Zeichnen gilt seit jeher als „Denken mit dem Stift“. Auch wenn es heute zunehmend zum „Denken mit der Maus“ wird, so eröffnet es nach wie vor aus dem Spannungs­ver­hältnis von Figur und Feld heraus Erkennt­nisse, die auf das Ursprüng­liche künst­le­ri­scher Prozesse verweisen. Diese Ausstel­lung ermög­lichte einen Blick auf das Medium der Zeichnung, wie es sich aktuell darbot. Mit mehr als 100 Arbeiten von 37 Künst­le­rinnen und Künstlern wurden genuine Artiku­la­ti­ons­mög­lich­keiten der Linie zwischen Bild und Schrift wie auch andere Strate­gien zeich­ne­ri­scher Konzepte vorge­stellt. Werke von zehn Künst­le­rinnen und Künstlern sind eigens für diese Überblicks­schau entstanden. 
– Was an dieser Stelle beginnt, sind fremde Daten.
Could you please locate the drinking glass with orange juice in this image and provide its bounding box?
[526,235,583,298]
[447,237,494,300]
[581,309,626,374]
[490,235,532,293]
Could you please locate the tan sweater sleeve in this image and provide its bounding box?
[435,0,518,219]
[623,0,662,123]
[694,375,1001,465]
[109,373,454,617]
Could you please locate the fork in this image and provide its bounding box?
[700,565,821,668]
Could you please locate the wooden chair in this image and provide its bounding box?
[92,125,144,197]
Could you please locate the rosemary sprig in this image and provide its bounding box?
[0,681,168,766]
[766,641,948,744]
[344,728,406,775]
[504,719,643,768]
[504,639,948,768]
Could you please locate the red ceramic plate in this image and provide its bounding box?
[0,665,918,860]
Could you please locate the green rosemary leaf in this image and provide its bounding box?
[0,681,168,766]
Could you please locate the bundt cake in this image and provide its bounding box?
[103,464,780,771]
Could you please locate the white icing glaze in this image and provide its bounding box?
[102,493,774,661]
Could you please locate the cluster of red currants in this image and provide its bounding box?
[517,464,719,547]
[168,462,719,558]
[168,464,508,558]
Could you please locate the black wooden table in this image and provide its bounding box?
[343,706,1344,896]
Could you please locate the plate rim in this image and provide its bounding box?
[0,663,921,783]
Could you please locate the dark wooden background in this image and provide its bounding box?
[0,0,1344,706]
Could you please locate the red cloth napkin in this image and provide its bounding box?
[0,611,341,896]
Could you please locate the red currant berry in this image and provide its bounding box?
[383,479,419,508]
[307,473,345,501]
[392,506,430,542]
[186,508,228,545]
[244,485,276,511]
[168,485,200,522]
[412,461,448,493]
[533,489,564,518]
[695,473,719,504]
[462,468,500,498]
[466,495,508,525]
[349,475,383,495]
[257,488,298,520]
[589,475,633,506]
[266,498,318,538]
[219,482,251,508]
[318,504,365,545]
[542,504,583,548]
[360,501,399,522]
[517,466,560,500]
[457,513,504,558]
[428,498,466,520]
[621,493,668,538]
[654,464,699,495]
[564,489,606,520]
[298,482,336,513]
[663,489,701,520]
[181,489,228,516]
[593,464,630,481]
Spätes­tens seit Mitte der 1960er-Jahre ist die Zeichnung über ihre klassi­schen Materia­lien und Techniken hinaus­ge­wachsen. Konzep­tu­elle Ansätze wie auch immate­ri­elle Verfahren haben das Feld geöffnet. Zudem hat die Zeichnung durch den Einsatz neuer Techno­lo­gien nicht nur neue Flächen, sondern auch den Raum erobert und ist in die Dimension der Zeit vorge­drungen. Die Ausstel­lung spiegelte die Entwick­lung dieser Tendenz der letzten 15 Jahren.

Im Mittel­punkt der Ausstel­lung standen Themen­felder, die zum Teil schon seit längerem mit dieser Gattung in engem Zusam­men­hang stehen wie Bilder­zäh­lung, Reportage, Archi­tektur oder die Darstel­lung phantas­ti­scher Welten. Aber auch für Gebiete, die erst in jüngerer Zeit an Relevanz gewonnen haben, fanden sich in der Ausstel­lung Beispiele. Hierzu zählten die Abstrak­tion in der freien Linie, die bewegte Linie im Film und in der Animation, aber auch die Trans­for­ma­tion von Musik in Zeichnung sowie Zeich­nungs­kon­zepte im natur­wis­sen­schaft­li­chen und erkennt­nis­theo­re­ti­schen Kontext. 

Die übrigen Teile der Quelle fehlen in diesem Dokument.